• Eye Movement Desensitization and Reprocessing (EMDR) therapy is an interactive psychotherapy technique used to relieve psychological stress

  • Therapist Christa Stadtler describes using EMDR to treat a man with fear of enclosed spaces

  • If you are looking for a therapist you can find one here


EMDR therapy (Eye Movement Desensitization and Reprocessing) is recommended by NICE for the treatment of post-traumatic stress disorder, and it is considered effective for some anxiety disorders. Here I describe an EMDR session, to give you a better idea of what to expect if you are considering seeing an EMDR therapist.

Carl (not his real name) suffered from claustrophobia for many years. He felt that the fear originated from a childhood incident. When Carl was five years old his older sister’s friend burst into his bedroom and threw a large and heavy quilt over him and held him down. Carl could barely breathe and still remembers the weight and texture of the quilt on his body and face. He froze in a panic which is still very present now.

EMDR theory suggests that all events are processed into memories. Frightening events can be so overwhelming, that the processing of memories is disrupted. The insufficiently processed memories are easily evoked; they may resurface as dreams or nightmares and can be held in the emotional system as anxiety and anger, or in the body as tension or illness. These memories can be reprocessed with EMDR and fully integrated into the existing memory system.

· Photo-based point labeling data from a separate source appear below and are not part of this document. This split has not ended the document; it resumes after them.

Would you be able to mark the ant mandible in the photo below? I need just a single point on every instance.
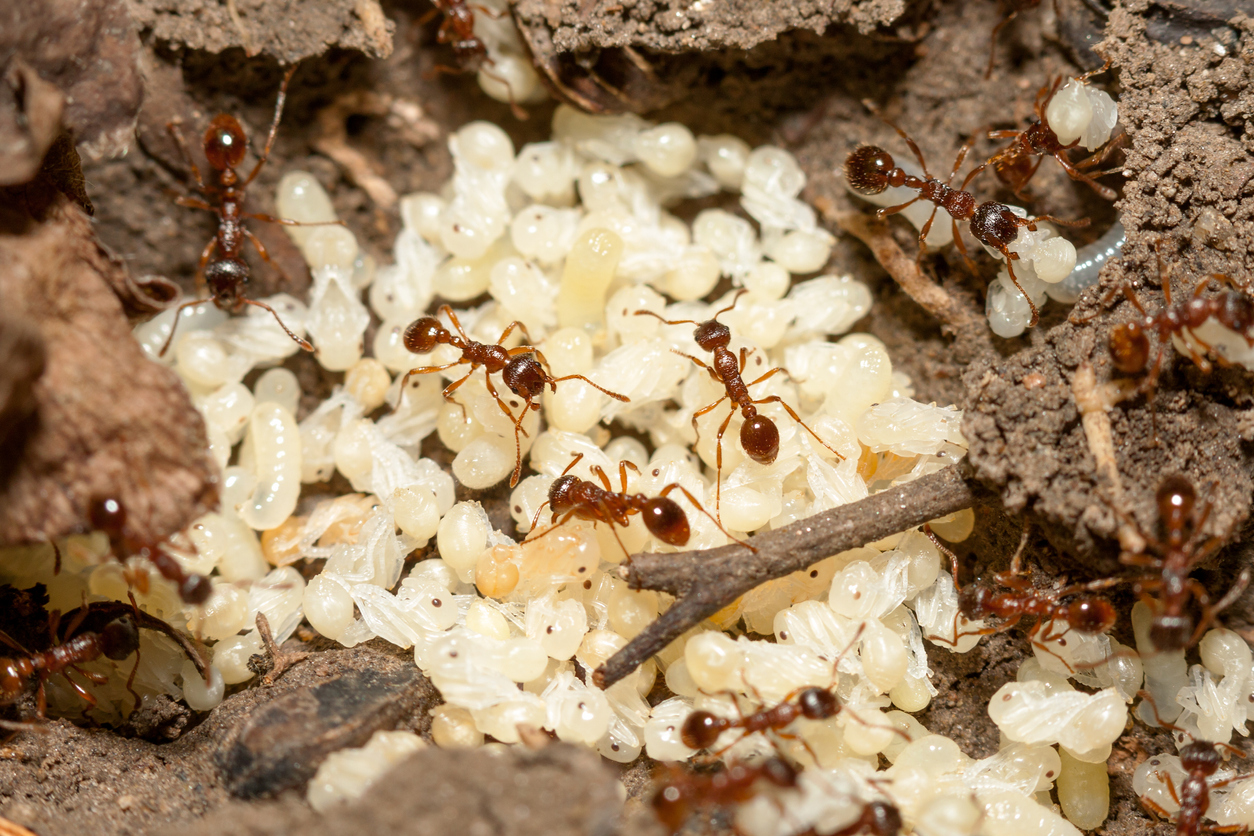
(1173, 626)
(1130, 342)
(759, 435)
(522, 372)
(109, 515)
(571, 496)
(227, 276)
(870, 169)
(1013, 164)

Following EMDR protocol, we focused on the image of Carl trapped under the quilt. Carl described feeling out of control and said that he would much prefer not to be ‘fazed’ by the memory. The incident was accompanied by a mixture of fear and panic, which he experienced in his head and arms. As he described the emotions his hands reached up and covered his ears in a gesture similar to Edvard Munch’s Scream, physically expressing the fear.

Carl rated his distress as an eight on the Subjective Units of Distress Scale or SUDs (0= no distress; 10= highest possible distress). The aim is to lower distress levels to zero. Now we were ready to begin processing the memory with bilateral stimulation.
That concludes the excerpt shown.